Hilsa isn’t just a delicacy on our plates. It’s soaked in sweat, shaped by storms, and carried on the prayers of thousands. Behind every golden fried slice is a story of risk, resilience, and silent sacrifice.

Hilsa isn’t just a taste. For Bengal, it’s a way of life.

Tarok Pramanik, a 55-year-old fisherman now living on the shrinking island of Ghoramara, says, “We live the whole year for these few months. A couple of good hilsa in the net and I can settle shop debts, save a little. For us, hilsa is Lakshmi.”

In these fishing villages, everything depends on the hilsa wedding jewellery, school admissions, home repairs, or even the next meal.
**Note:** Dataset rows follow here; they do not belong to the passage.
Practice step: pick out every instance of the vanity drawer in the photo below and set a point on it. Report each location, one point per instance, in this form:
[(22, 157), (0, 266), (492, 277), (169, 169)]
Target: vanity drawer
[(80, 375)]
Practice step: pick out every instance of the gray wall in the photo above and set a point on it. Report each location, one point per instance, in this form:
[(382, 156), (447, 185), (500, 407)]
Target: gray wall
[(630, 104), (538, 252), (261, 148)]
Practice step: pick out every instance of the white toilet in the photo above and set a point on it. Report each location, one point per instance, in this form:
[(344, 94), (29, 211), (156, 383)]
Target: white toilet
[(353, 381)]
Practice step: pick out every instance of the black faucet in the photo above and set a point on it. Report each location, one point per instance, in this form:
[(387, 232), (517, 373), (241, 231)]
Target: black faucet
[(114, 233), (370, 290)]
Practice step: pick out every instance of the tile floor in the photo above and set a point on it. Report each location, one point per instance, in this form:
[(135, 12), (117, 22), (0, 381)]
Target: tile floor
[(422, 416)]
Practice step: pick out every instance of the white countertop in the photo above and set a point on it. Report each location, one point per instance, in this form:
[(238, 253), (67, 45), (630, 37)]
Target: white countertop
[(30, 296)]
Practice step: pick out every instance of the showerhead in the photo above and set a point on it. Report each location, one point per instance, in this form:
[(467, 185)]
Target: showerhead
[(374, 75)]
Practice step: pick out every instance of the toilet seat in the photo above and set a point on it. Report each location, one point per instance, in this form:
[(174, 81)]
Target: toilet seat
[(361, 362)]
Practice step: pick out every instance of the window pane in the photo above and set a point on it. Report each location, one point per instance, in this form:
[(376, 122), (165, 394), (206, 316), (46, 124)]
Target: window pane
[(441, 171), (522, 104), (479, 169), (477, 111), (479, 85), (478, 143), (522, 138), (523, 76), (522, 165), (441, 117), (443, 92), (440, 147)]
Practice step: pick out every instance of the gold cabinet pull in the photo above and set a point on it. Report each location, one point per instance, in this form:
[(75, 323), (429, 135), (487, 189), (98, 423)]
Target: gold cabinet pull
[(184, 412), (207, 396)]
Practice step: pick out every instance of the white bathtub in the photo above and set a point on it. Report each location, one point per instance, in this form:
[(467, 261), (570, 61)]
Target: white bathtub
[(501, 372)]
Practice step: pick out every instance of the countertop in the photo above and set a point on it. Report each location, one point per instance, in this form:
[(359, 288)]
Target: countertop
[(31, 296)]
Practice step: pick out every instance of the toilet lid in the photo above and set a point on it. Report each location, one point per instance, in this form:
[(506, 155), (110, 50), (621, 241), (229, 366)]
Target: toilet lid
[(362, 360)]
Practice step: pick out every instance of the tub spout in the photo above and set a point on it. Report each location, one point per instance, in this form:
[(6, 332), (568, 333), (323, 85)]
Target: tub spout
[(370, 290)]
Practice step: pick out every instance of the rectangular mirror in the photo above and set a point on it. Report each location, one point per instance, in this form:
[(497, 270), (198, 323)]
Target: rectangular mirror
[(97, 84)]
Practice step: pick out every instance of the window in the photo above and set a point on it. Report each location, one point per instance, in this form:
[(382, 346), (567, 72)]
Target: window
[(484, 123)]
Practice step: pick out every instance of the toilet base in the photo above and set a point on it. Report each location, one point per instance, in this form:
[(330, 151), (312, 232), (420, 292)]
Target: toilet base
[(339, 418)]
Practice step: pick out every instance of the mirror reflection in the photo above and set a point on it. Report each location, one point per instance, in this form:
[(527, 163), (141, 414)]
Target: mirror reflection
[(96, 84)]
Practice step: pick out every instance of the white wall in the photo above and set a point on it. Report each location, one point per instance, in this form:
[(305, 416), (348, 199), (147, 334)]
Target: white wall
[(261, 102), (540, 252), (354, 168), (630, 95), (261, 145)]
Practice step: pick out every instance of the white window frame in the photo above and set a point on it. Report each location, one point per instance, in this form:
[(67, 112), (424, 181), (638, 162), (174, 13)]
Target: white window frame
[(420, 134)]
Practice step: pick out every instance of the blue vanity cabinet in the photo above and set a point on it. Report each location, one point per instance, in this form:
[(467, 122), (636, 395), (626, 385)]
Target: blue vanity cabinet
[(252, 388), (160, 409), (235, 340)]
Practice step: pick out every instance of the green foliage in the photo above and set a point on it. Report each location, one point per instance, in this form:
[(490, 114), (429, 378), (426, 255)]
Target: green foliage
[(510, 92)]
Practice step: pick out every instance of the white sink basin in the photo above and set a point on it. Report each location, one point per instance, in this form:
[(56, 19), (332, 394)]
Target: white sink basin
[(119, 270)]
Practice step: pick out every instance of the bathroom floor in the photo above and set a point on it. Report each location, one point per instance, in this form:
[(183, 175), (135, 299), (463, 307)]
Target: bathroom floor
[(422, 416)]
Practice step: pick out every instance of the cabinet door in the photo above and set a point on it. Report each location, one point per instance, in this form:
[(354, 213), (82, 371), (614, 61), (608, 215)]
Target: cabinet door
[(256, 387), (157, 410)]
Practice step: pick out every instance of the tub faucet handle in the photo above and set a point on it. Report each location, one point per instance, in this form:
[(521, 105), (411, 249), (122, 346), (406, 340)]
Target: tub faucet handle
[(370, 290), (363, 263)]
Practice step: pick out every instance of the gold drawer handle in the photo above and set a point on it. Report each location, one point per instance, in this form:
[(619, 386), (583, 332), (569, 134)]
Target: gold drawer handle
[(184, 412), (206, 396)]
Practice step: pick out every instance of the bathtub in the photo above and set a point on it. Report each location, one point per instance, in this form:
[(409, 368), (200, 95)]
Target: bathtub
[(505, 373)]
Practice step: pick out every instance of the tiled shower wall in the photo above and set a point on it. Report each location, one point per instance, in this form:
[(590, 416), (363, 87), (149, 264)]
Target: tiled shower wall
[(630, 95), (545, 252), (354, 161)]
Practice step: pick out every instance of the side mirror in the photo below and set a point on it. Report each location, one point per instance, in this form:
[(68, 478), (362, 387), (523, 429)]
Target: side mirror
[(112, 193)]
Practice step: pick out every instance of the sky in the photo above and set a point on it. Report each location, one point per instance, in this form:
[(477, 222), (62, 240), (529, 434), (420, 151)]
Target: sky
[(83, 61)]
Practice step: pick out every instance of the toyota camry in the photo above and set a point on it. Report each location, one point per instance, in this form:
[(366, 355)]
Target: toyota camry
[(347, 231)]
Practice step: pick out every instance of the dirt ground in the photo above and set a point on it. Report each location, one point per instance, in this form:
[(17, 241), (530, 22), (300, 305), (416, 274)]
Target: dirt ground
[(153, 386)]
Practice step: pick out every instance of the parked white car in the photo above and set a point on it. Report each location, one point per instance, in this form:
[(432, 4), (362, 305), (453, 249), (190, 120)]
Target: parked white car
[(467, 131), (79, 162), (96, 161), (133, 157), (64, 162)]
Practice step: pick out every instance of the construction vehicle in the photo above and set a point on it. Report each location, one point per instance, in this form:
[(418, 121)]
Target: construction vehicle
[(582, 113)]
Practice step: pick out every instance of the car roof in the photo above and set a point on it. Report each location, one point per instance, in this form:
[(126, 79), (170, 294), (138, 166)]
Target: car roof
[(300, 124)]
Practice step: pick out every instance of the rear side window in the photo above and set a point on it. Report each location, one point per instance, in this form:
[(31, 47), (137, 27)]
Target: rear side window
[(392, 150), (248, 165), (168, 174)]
But this silver fish is elusive. Catching it depends on more than skill it requires a bond with the river, patience, and luck.

The younger generation is leaving. Many now work in cities far away Kerala, Hyderabad, Gujarat returning home only for the hilsa season. Most fishermen don’t own boats or nets, they borrow or rent. If they miss the season, the entire year collapses.

Life on the Bay of Bengal

From July to September, hilsa is caught in large numbers. One good catch can bring in 20–50 fish, sometimes more. But it’s always a gamble. Long hours, days at sea, wild weather all for a net that may come up empty.

Even when they catch hilsa, the earnings are low. While urban buyers pay 1,500–3,000 rupees per kilo, fishermen often get only 200–300 Rupee. The rest goes to middlemen, agents, and market fees. “We catch the fish, but never learned to catch the market,” one fisherman jokes.

Behind every golden fried slice is a story of risk, resilience, and silent sacrifice.

Many have lost homes to erosion. They now live in makeshift huts, depending entirely on hilsa fishing. For them, it’s not just a fish—it’s survival.

Hilsa isn’t just a delicacy on our plates. It’s soaked in sweat, shaped by storms, and carried on the prayers of thousands. Behind every golden fried slice is a story of risk, resilience, and silent sacrifice.

Hilsa isn’t just a taste. For Bengal, it’s a way of life.